Foi requerida ainda que, uma vez sendo concedida a liminar, uma cópia da decisão seja encaminhada ao Ibama, Secima, Secretaria de Meio Ambiente de Formosa, Batalhão da Polícia Militar e Secretaria da Fazenda do Estado de Goiás requisitando-lhes fiscalização no cumprimento da ordem. O pedido inclui ainda a suspensão das licenças concedidas anteriormente pela Secima e a não concessão e cassação de certidões de uso do solo, alvará ou licenças pela prefeitura.

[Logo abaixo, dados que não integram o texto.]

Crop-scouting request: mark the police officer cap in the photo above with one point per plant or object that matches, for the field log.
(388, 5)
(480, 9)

Além da confirmação da liminar concedida, a promotora requereu ainda que seja requisitada à Secima a elaboração de laudo técnico sobre o prejuízo ambiental causado e a metodologia adequada para a mais ampla recomposição da área degradada, devendo o frigorífico contratar equipe especializada para elaborar o Plano de Recuperação de Áreas Degradadas para corrigir e impedir o lançamento de efluentes contaminantes no curso hídrico e para minimizar o mau cheiro oriundo da atividade.

O MP também requereu a condenação da empresa para execução do plano de recuperação e despoluição do rio por profissional habilitado e ainda para pagamento de indenização pelos danos ambientais materiais e morais e coletivos causados por ela.